Magnetic elements such as iron typically do not superconduct, and their magnetic nature has been considered incompatible with superconductivity. With the discovery in 2008 of the iron pnictide superconductors, however, a new set of problems concerned with the nature of the superconducting state has been under intense investigation. In particular, the iron-based superconductors have transition temperatures that are extremely sensitive to applied pressure, which suggests that there is a strong correlation between superconducting properties and crystal structure.
CDAC graduate student Walter Uhoya from the University of Alabama – Birmingham (UAB) and colleagues from Illinois Wesleyan University, Institute of Physics at Taipei, Lawrence Livermore National Laboratory, HPCAT and UAB, have shown that designer diamond anvil technology (Fig. 1) for the measurement of electrical resistance can be used at a synchrotron source to perform simultaneous structural and electrical resistance measurements directly at high pressures and low temperatures (Fig. 2).
The group performed the experiments on a sample of the compound FeSe0.92 at pressures up to 74 GPa and temperatures down to 4 K at beamline 16-ID-B (HPCAT) at the Advanced Photon Source, Argonne National Laboratory.

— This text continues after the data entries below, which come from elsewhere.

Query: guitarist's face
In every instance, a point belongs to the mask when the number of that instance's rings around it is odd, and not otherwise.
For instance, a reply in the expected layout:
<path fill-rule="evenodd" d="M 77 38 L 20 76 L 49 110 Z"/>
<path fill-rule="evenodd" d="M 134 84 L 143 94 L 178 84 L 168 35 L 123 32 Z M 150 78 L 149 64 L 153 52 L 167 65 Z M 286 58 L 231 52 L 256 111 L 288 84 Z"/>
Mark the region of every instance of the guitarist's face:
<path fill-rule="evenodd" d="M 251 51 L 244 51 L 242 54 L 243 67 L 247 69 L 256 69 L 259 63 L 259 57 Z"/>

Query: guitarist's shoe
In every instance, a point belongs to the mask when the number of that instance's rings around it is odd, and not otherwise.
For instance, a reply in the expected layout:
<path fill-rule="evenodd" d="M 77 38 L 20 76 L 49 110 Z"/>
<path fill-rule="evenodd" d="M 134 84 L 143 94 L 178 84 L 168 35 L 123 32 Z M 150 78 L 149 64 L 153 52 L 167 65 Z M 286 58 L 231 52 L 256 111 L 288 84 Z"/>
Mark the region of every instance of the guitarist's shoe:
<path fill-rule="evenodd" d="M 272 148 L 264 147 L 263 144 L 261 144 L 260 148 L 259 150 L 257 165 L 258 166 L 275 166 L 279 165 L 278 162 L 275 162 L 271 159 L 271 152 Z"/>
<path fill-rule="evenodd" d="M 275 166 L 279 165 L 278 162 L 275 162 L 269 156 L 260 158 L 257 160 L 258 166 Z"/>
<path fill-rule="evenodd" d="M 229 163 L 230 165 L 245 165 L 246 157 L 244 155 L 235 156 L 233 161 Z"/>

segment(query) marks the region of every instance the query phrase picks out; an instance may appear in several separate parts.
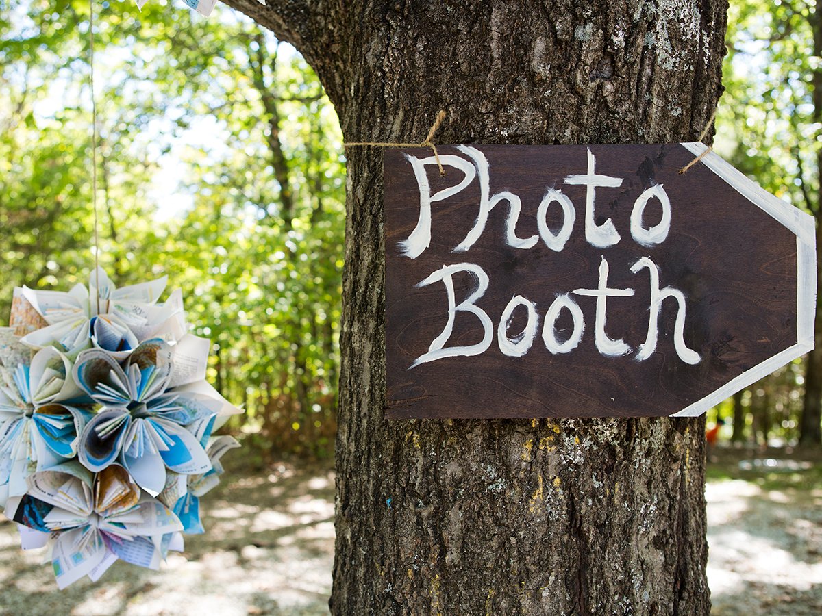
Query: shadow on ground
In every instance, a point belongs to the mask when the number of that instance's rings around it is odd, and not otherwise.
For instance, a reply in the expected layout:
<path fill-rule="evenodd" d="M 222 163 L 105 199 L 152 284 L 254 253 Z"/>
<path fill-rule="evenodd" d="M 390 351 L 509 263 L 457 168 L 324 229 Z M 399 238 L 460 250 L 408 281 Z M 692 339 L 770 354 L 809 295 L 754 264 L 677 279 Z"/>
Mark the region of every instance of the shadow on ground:
<path fill-rule="evenodd" d="M 229 453 L 230 456 L 230 453 Z M 229 458 L 229 456 L 226 456 Z M 230 460 L 225 460 L 230 465 Z M 116 563 L 60 591 L 42 550 L 0 522 L 0 616 L 327 616 L 334 562 L 333 462 L 229 467 L 203 498 L 206 535 L 159 572 Z"/>
<path fill-rule="evenodd" d="M 716 453 L 705 490 L 712 616 L 822 614 L 820 452 Z"/>
<path fill-rule="evenodd" d="M 712 457 L 712 616 L 822 614 L 822 453 Z M 159 572 L 118 563 L 100 582 L 61 592 L 41 551 L 21 552 L 14 526 L 0 522 L 0 616 L 328 616 L 332 462 L 261 473 L 226 462 L 202 501 L 207 533 L 187 536 Z"/>

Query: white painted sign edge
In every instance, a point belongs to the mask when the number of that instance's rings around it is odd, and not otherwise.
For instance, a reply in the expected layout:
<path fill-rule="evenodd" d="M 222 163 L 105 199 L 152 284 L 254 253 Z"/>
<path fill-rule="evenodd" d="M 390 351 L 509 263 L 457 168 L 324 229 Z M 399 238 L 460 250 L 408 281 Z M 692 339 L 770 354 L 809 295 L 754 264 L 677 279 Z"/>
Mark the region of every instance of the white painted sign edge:
<path fill-rule="evenodd" d="M 700 156 L 708 146 L 702 143 L 683 143 L 683 147 Z M 695 417 L 715 407 L 740 389 L 750 385 L 814 347 L 814 317 L 816 315 L 816 241 L 815 223 L 810 214 L 790 205 L 750 180 L 713 150 L 700 161 L 737 192 L 755 204 L 797 236 L 797 343 L 761 364 L 746 370 L 736 379 L 705 396 L 672 417 Z"/>

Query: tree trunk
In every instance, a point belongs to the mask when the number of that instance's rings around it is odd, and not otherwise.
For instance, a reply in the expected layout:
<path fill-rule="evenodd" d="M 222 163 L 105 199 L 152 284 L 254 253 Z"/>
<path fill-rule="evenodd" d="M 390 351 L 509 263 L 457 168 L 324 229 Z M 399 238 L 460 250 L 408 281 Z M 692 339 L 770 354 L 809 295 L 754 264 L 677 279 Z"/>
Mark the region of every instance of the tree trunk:
<path fill-rule="evenodd" d="M 348 141 L 695 140 L 722 90 L 724 2 L 229 3 Z M 382 153 L 346 156 L 332 614 L 707 614 L 704 417 L 384 419 Z"/>

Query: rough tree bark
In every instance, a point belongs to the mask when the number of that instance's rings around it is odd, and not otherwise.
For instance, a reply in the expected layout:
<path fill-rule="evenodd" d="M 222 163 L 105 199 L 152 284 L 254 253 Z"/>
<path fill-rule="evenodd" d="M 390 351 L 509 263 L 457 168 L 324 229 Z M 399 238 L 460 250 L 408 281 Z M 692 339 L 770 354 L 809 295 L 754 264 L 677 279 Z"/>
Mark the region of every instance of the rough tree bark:
<path fill-rule="evenodd" d="M 695 140 L 724 0 L 227 0 L 349 141 Z M 704 420 L 383 419 L 381 152 L 349 148 L 334 614 L 707 614 Z"/>

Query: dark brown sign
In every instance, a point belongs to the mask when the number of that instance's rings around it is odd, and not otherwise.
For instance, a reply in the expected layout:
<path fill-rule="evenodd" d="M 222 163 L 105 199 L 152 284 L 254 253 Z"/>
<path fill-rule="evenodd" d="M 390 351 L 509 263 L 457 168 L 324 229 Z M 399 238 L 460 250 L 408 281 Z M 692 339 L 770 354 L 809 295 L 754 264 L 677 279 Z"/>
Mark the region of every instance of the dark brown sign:
<path fill-rule="evenodd" d="M 387 149 L 386 416 L 699 415 L 812 348 L 813 219 L 704 149 Z"/>

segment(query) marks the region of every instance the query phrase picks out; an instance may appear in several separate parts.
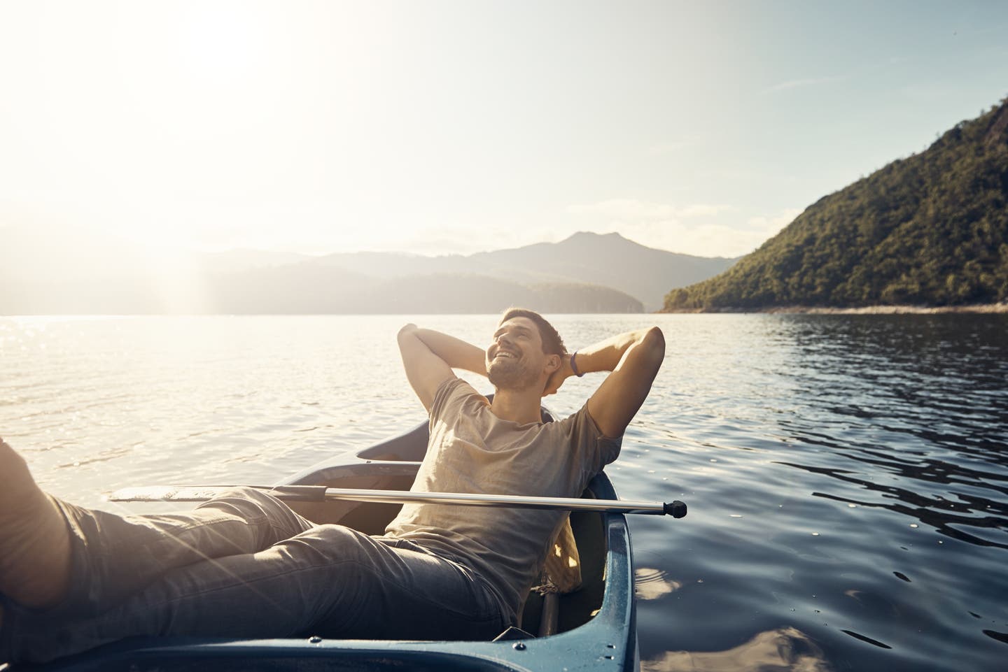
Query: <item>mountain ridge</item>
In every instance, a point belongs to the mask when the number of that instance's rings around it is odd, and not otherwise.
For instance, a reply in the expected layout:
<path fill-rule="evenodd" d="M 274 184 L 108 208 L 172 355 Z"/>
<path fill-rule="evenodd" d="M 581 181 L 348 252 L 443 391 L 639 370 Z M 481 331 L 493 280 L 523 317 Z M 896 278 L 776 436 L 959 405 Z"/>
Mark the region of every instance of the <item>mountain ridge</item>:
<path fill-rule="evenodd" d="M 105 235 L 89 248 L 80 230 L 68 237 L 0 228 L 0 314 L 496 312 L 518 303 L 546 312 L 641 312 L 660 305 L 669 273 L 681 273 L 669 265 L 707 277 L 733 261 L 592 233 L 468 257 L 233 250 L 157 259 Z M 184 281 L 171 279 L 172 268 L 185 270 Z"/>
<path fill-rule="evenodd" d="M 1008 99 L 924 151 L 823 196 L 664 310 L 1008 300 Z"/>

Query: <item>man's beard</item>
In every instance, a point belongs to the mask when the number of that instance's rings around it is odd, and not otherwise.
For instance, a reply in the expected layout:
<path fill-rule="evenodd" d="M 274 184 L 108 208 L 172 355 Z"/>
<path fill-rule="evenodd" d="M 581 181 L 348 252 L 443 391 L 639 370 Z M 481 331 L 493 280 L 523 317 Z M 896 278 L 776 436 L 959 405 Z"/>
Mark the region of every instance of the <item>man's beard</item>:
<path fill-rule="evenodd" d="M 520 361 L 495 362 L 487 371 L 490 384 L 498 390 L 527 390 L 536 383 L 536 376 Z"/>

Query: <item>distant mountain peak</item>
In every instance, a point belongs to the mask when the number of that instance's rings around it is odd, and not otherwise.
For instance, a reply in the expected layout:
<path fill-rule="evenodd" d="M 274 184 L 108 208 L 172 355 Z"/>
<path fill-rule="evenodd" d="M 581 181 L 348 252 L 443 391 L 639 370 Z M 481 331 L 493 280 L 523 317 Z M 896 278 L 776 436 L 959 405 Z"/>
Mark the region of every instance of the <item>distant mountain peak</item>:
<path fill-rule="evenodd" d="M 621 240 L 621 241 L 627 241 L 628 243 L 632 243 L 633 242 L 633 241 L 630 241 L 630 240 L 624 238 L 622 235 L 620 235 L 619 233 L 617 233 L 615 231 L 612 231 L 612 232 L 610 232 L 608 234 L 597 234 L 594 231 L 579 231 L 577 233 L 571 234 L 570 236 L 568 236 L 566 238 L 564 238 L 562 241 L 560 241 L 560 243 L 566 243 L 568 241 L 598 240 L 598 239 L 601 239 L 601 238 L 604 238 L 604 239 L 610 240 L 610 241 Z"/>

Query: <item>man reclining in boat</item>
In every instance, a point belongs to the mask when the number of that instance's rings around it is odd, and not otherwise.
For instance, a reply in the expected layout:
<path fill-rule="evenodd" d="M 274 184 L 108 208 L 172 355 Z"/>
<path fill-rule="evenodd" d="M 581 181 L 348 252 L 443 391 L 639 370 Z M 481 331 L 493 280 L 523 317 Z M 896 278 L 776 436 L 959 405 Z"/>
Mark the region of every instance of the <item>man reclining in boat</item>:
<path fill-rule="evenodd" d="M 540 315 L 507 311 L 483 351 L 404 326 L 406 376 L 430 415 L 414 491 L 578 497 L 616 458 L 664 357 L 657 327 L 569 355 Z M 493 403 L 453 369 L 486 375 Z M 572 416 L 541 398 L 610 373 Z M 384 535 L 313 525 L 236 489 L 177 515 L 121 516 L 42 493 L 0 441 L 0 662 L 135 635 L 490 640 L 515 625 L 555 510 L 407 504 Z"/>

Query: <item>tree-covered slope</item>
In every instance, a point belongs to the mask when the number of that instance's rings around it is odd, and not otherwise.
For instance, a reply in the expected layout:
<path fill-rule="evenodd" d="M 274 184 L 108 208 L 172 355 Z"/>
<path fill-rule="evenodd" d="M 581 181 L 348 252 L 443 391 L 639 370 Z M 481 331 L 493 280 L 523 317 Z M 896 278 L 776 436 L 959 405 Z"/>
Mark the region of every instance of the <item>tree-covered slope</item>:
<path fill-rule="evenodd" d="M 810 206 L 666 310 L 1008 299 L 1008 99 Z"/>

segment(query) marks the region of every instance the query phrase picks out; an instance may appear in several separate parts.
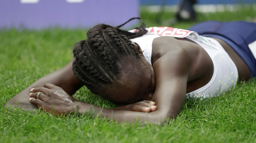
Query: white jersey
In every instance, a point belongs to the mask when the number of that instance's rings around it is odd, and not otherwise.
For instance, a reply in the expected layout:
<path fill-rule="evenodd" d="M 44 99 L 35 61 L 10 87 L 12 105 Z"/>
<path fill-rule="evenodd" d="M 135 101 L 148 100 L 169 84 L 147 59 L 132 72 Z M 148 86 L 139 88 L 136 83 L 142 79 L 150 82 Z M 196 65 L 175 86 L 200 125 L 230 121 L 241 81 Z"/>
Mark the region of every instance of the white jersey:
<path fill-rule="evenodd" d="M 153 27 L 141 37 L 132 39 L 138 43 L 146 59 L 152 65 L 151 55 L 153 40 L 162 36 L 188 38 L 198 44 L 206 51 L 213 64 L 213 73 L 205 85 L 186 94 L 187 97 L 206 98 L 218 95 L 235 88 L 238 79 L 237 69 L 220 44 L 215 40 L 198 35 L 196 32 L 168 27 Z M 136 29 L 129 31 L 134 32 Z M 204 70 L 202 69 L 202 70 Z"/>

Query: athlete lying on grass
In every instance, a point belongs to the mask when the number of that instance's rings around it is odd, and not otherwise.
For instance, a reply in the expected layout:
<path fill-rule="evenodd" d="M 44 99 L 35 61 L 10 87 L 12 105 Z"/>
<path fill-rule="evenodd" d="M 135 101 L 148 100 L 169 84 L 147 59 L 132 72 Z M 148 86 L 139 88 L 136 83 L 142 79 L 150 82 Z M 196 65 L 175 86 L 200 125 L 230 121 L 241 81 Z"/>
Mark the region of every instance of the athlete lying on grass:
<path fill-rule="evenodd" d="M 203 37 L 167 27 L 146 29 L 143 23 L 130 31 L 119 28 L 126 23 L 90 29 L 88 39 L 75 45 L 74 58 L 65 66 L 5 106 L 19 101 L 18 106 L 25 109 L 39 107 L 56 115 L 91 110 L 119 122 L 139 118 L 157 123 L 178 114 L 186 97 L 218 95 L 235 88 L 238 76 L 248 80 L 256 75 L 256 60 L 248 47 L 256 48 L 256 23 L 209 21 L 190 29 Z M 70 95 L 84 85 L 123 106 L 102 108 Z"/>

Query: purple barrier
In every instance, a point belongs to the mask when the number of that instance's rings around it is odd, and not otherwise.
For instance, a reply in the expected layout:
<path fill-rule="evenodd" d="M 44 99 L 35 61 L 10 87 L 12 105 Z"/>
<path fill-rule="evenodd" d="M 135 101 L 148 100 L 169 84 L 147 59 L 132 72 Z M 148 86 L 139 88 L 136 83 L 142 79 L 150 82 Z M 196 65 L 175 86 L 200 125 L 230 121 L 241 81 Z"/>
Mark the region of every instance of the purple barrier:
<path fill-rule="evenodd" d="M 116 26 L 139 16 L 139 5 L 138 0 L 0 0 L 0 28 Z"/>

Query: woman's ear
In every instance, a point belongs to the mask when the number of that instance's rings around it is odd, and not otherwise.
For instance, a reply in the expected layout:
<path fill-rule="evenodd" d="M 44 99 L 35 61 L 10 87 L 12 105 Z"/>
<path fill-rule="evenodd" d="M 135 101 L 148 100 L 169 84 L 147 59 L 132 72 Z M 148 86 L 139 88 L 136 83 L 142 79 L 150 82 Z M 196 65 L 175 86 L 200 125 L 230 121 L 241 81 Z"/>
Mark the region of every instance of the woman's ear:
<path fill-rule="evenodd" d="M 135 50 L 139 53 L 139 54 L 143 54 L 143 51 L 142 50 L 141 50 L 140 45 L 139 45 L 138 44 L 137 44 L 136 42 L 133 42 L 133 47 L 135 48 Z"/>

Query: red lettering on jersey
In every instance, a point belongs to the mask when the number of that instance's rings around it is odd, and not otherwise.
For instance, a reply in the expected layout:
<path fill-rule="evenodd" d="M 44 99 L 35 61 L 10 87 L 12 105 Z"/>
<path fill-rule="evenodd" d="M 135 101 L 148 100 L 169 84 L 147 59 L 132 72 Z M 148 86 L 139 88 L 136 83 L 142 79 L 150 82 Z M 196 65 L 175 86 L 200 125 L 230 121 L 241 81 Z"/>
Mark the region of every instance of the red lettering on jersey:
<path fill-rule="evenodd" d="M 148 29 L 149 33 L 154 33 L 160 36 L 165 36 L 183 37 L 188 35 L 192 31 L 169 27 L 153 27 Z"/>
<path fill-rule="evenodd" d="M 146 28 L 146 29 L 148 31 L 148 33 L 154 33 L 159 36 L 167 36 L 180 38 L 185 37 L 193 32 L 187 30 L 169 27 L 152 27 Z M 136 32 L 138 30 L 134 29 L 132 31 Z"/>

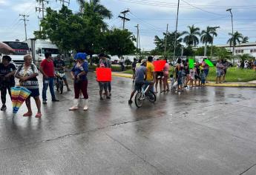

The results showed that the tetragonal phase present at ambient conditions transforms to an orthorhombic (Cmma) phase at ~ 90 K, and the Cmma phase becomes superconducting at ~8.5 K. The superconducting transition temperature (TC) increases rapidly with pressure reaching a maximum of 28 K at ~6 GPa. Surprisingly, the maximum in TC corresponds to an onset of a pressure-induced transition from the Cmma phase to the Pbnm phase reported concurrently at 6 GPa at low temperatures.
Above 6 GPa, TC decreases gradually with increaseing pressure, disappearing completely at 14.6 GPa where the compound adopts the Pbnm phase. The gradual decrease of TC between 6 and 14.6 GPa coincides with a gradual distortion of the FeSe4 tetrahedral layers in a mixed phase region where Cmma and hexagonal P63/mmc phases continuously transform to the Pbnm phase. This work documents the existence of four distinct phases in the P-T phase space investigated and shows that superconductivity occurrs only in the Cmma phase.
The results and new methodology reported by the group are highly beneficial for ongoing studies aimed at understanding the phenomenon of high-temperature superconductivity and its response to crystallographic modulations under applied pressure [W. Uhoya et al, Europhys. Lett. 99, 26002 (2012)].